As Rob writes, I am not sure why you believe that smoothing is limited to one-step-ahead forecasts.
> predict(HoltWinters(AirPassengers),n.ahead=12)
Jan Feb Mar Apr May Jun Jul Aug
1961 453.4977 429.3906 467.0361 503.2574 512.3395 571.8880 652.6095 637.4623
Sep Oct Nov Dec
1961 539.7548 490.7250 424.4593 469.5315
> plot(forecast(ets(AirPassengers),h=12))
Exponential Smoothing and ARIMA are indeed the first forecasting methods you will learn about, but of course there are many more. Some are for specific use cases, e.g., Croston's method for intermittent demands, or Bass models for forecasting new product diffusion. Others are more general, like regression or Dynamic Linear Models (DLMs) to model causal effects, or Singular Spectrum Analysis, or Neural Networks, or even Random Forests - pretty much any Machine Learning method for numerical prediction has already been applied to time series.

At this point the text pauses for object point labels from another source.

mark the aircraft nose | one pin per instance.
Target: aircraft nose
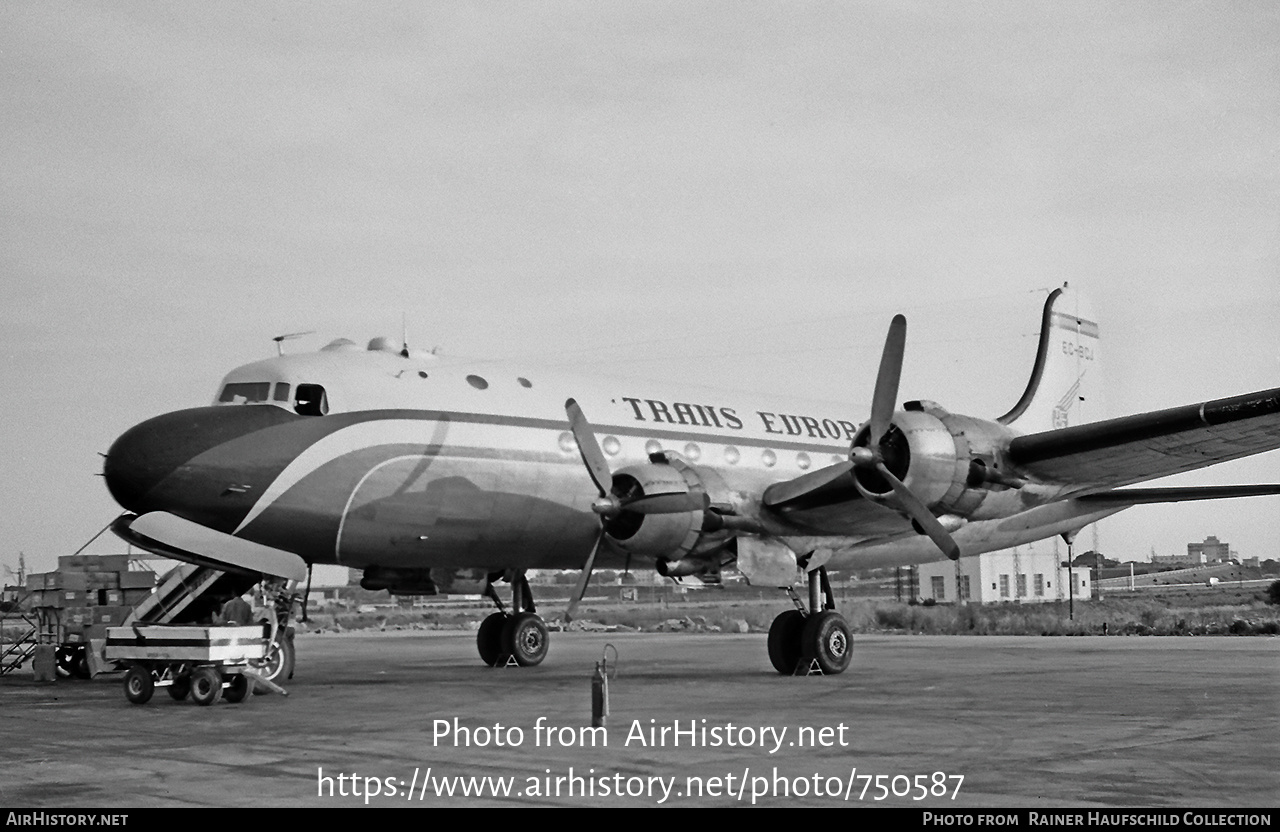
(147, 453)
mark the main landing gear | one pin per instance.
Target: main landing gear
(519, 635)
(805, 641)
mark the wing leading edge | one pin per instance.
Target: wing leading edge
(1147, 446)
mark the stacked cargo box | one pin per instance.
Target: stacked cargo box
(90, 593)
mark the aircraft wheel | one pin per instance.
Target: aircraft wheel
(206, 686)
(237, 689)
(526, 638)
(826, 638)
(138, 685)
(179, 689)
(489, 638)
(785, 640)
(278, 664)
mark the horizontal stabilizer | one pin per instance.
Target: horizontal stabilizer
(181, 539)
(1139, 496)
(1148, 446)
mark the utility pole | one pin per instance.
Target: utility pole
(1070, 575)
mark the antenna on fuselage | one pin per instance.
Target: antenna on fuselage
(279, 339)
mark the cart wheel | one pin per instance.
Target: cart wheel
(278, 666)
(237, 689)
(206, 686)
(181, 688)
(138, 685)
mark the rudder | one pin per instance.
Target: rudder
(1066, 382)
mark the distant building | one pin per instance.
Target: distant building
(1008, 576)
(1212, 551)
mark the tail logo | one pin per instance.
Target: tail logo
(1064, 405)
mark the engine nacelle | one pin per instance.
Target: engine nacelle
(950, 462)
(664, 536)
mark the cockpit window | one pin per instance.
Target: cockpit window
(246, 392)
(311, 401)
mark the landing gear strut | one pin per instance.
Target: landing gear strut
(519, 635)
(804, 641)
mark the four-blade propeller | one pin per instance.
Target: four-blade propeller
(609, 504)
(873, 455)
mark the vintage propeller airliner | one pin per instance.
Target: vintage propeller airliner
(414, 467)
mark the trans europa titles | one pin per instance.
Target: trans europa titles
(709, 416)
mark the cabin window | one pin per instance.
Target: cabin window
(311, 401)
(245, 392)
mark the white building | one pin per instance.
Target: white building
(1006, 576)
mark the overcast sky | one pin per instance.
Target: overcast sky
(732, 193)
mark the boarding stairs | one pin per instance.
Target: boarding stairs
(187, 594)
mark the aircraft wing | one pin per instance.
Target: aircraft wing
(1148, 446)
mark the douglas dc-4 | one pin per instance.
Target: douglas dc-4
(416, 469)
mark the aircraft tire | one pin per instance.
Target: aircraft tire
(206, 686)
(138, 685)
(525, 636)
(489, 638)
(179, 689)
(785, 640)
(237, 689)
(826, 639)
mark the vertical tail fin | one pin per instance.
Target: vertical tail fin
(1066, 382)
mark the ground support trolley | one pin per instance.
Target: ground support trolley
(206, 663)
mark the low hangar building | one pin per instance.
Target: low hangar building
(1005, 576)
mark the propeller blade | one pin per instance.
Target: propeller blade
(886, 380)
(920, 515)
(781, 493)
(589, 448)
(668, 503)
(580, 590)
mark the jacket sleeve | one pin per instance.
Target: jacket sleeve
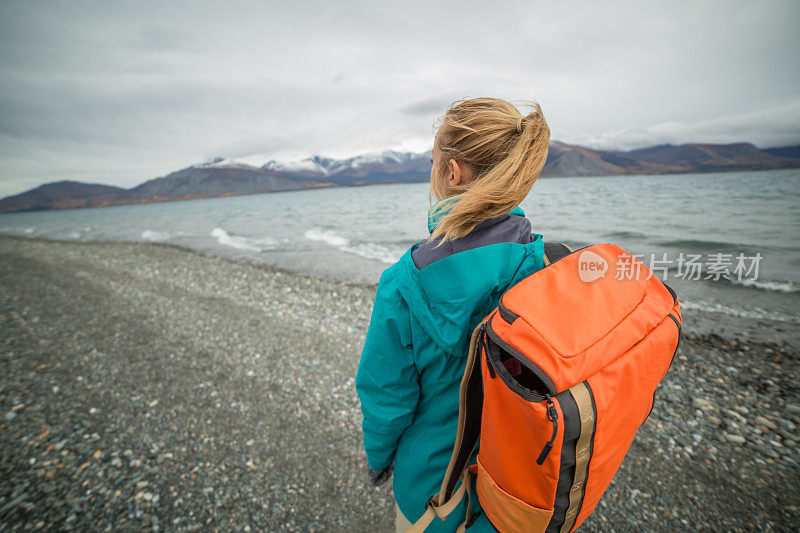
(387, 381)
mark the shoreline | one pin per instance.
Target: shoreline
(159, 388)
(698, 323)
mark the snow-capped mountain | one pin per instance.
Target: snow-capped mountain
(227, 177)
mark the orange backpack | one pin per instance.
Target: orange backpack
(559, 378)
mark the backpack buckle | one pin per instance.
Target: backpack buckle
(468, 524)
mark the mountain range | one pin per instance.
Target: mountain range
(223, 177)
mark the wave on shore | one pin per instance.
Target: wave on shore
(243, 243)
(367, 250)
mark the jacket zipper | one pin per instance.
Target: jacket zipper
(552, 416)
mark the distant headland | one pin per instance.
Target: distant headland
(223, 177)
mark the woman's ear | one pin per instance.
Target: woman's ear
(459, 173)
(456, 174)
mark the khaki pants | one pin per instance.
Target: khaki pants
(401, 523)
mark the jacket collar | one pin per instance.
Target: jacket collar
(442, 207)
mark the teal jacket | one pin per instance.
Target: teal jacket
(414, 356)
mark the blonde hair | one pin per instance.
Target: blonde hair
(505, 152)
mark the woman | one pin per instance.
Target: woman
(486, 157)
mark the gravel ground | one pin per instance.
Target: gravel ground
(146, 387)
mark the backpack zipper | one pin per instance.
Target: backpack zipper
(552, 415)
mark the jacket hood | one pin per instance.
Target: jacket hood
(457, 291)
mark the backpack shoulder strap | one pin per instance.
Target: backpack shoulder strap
(553, 251)
(467, 435)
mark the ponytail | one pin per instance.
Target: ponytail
(506, 153)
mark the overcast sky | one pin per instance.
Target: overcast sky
(120, 92)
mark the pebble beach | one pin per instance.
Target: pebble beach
(146, 387)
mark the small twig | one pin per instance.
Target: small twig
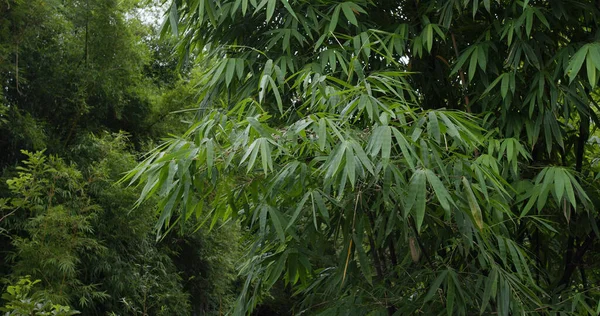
(7, 215)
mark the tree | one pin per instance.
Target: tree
(395, 157)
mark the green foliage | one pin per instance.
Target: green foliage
(21, 301)
(394, 157)
(75, 230)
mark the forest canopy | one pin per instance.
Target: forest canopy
(301, 157)
(395, 157)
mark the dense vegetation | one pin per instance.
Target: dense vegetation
(395, 157)
(345, 157)
(85, 86)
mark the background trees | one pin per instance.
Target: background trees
(83, 84)
(395, 157)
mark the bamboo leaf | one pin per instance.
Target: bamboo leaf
(475, 209)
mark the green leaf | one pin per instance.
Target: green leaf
(174, 18)
(435, 286)
(591, 70)
(439, 189)
(349, 13)
(475, 209)
(231, 65)
(576, 62)
(276, 220)
(287, 6)
(418, 197)
(270, 9)
(334, 19)
(491, 284)
(473, 64)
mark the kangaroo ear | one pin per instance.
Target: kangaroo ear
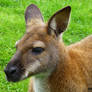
(32, 13)
(59, 21)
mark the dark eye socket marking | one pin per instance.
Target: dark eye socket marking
(37, 50)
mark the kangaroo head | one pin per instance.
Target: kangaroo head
(37, 52)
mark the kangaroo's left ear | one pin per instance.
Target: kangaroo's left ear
(59, 21)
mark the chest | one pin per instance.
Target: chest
(41, 85)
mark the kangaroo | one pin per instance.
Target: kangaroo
(42, 55)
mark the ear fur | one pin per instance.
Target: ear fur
(32, 12)
(59, 21)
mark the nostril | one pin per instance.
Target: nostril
(12, 70)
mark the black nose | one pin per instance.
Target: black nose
(10, 71)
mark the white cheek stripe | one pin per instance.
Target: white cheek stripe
(31, 68)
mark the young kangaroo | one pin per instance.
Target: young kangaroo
(42, 55)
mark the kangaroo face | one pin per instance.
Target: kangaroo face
(37, 52)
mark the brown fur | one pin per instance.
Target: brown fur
(64, 68)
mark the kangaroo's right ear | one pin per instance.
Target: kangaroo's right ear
(59, 21)
(32, 13)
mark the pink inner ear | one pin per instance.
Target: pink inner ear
(59, 21)
(31, 12)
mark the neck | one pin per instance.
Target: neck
(52, 82)
(41, 84)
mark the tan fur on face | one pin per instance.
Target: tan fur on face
(57, 68)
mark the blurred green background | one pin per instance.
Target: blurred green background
(12, 28)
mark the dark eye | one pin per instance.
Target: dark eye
(37, 50)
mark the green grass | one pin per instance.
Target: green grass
(12, 28)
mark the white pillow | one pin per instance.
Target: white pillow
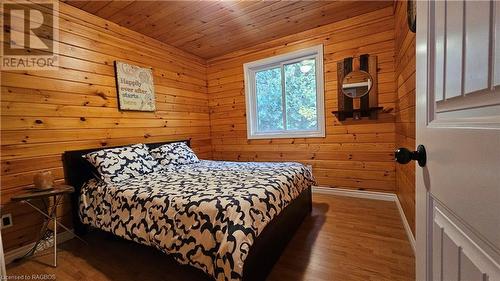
(122, 163)
(174, 154)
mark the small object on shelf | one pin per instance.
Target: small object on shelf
(57, 193)
(357, 91)
(43, 180)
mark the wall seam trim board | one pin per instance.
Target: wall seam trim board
(374, 196)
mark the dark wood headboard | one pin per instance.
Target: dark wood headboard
(77, 171)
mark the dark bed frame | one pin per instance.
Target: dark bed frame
(267, 247)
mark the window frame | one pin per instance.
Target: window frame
(250, 69)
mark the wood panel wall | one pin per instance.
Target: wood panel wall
(405, 109)
(45, 113)
(354, 154)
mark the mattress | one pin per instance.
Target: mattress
(207, 214)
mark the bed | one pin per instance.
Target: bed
(229, 219)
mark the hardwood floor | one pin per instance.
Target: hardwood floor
(344, 239)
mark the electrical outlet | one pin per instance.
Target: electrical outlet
(309, 167)
(7, 221)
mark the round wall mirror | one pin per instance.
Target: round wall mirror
(356, 84)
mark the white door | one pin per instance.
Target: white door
(458, 122)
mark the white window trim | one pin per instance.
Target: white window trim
(251, 68)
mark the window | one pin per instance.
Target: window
(284, 95)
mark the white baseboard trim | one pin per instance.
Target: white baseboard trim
(354, 193)
(21, 251)
(371, 195)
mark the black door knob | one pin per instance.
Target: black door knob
(404, 156)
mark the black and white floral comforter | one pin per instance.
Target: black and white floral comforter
(206, 214)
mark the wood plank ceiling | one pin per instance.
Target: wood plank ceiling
(213, 28)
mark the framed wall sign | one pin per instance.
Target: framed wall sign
(135, 87)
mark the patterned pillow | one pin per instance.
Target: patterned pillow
(173, 154)
(122, 163)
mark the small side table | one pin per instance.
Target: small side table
(57, 193)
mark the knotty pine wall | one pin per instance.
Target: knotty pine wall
(354, 154)
(405, 109)
(45, 113)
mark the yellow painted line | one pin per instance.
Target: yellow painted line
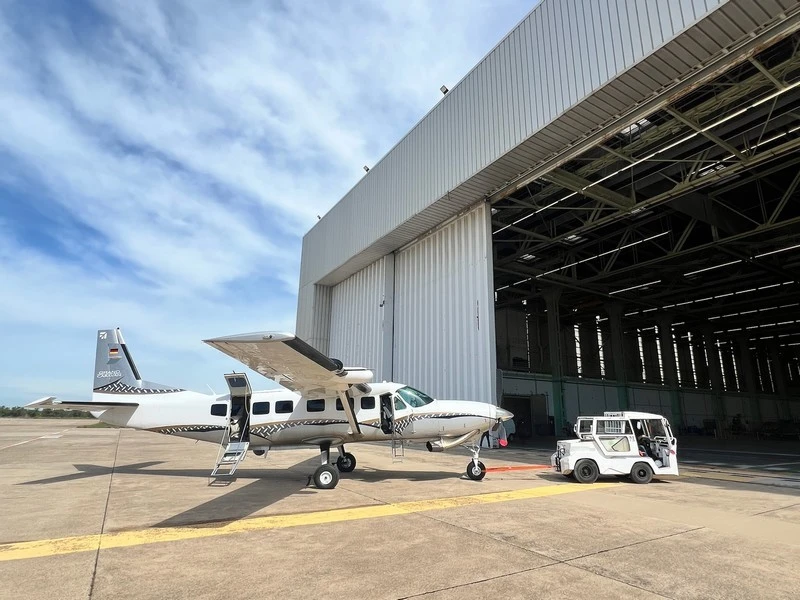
(123, 539)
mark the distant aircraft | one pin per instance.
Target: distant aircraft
(325, 405)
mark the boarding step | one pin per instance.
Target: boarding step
(398, 450)
(233, 455)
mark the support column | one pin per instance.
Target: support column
(551, 297)
(590, 350)
(715, 373)
(747, 376)
(387, 305)
(617, 354)
(670, 369)
(781, 385)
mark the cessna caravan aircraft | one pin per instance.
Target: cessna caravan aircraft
(324, 404)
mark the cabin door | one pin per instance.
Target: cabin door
(241, 394)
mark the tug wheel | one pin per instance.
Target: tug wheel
(476, 472)
(641, 473)
(586, 471)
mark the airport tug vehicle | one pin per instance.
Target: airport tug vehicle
(635, 444)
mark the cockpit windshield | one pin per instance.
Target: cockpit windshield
(413, 397)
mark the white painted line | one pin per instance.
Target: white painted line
(41, 437)
(740, 452)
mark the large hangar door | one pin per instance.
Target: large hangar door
(444, 311)
(361, 324)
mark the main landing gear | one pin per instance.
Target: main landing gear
(476, 470)
(327, 476)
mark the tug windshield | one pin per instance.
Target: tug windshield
(414, 398)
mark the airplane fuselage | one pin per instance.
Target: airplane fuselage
(284, 418)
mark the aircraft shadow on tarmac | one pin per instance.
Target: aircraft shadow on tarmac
(267, 487)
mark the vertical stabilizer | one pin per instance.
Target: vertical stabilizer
(114, 369)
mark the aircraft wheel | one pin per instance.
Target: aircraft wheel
(641, 473)
(326, 477)
(476, 472)
(346, 463)
(586, 471)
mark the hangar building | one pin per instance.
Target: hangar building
(603, 214)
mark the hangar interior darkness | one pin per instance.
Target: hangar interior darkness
(659, 270)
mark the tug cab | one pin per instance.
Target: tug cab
(634, 444)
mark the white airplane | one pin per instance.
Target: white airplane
(325, 405)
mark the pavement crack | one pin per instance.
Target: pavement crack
(469, 583)
(105, 515)
(776, 509)
(632, 544)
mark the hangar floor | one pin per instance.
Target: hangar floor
(389, 530)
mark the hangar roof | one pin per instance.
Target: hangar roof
(567, 76)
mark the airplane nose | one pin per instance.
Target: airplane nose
(504, 415)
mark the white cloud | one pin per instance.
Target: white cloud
(162, 160)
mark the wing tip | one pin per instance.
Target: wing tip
(257, 336)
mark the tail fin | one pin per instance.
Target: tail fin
(114, 369)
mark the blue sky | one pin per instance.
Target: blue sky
(161, 161)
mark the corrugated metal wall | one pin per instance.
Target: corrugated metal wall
(444, 311)
(358, 323)
(314, 315)
(559, 54)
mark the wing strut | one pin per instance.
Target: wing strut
(345, 398)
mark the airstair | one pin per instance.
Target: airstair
(233, 455)
(236, 440)
(398, 447)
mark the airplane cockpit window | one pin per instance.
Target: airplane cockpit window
(284, 406)
(260, 408)
(413, 397)
(339, 405)
(315, 405)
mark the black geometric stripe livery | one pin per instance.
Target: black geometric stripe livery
(173, 429)
(118, 387)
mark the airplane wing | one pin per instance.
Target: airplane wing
(295, 365)
(52, 402)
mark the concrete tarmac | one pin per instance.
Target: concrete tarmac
(110, 513)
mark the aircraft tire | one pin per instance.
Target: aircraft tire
(476, 474)
(326, 477)
(346, 463)
(641, 473)
(586, 471)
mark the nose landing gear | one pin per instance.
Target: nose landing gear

You might want to look into a forecasting textbook, e.g., Ord, Fildes & Kourentzes Principles of Business Forecasting (2nd ed., 2017). However, textbooks will again have a strong focus on the "classical" methods. Alternatively, you could browse the abstracts at the International Symposium on Forecasting to get an idea what forecasting researchers are looking at these days.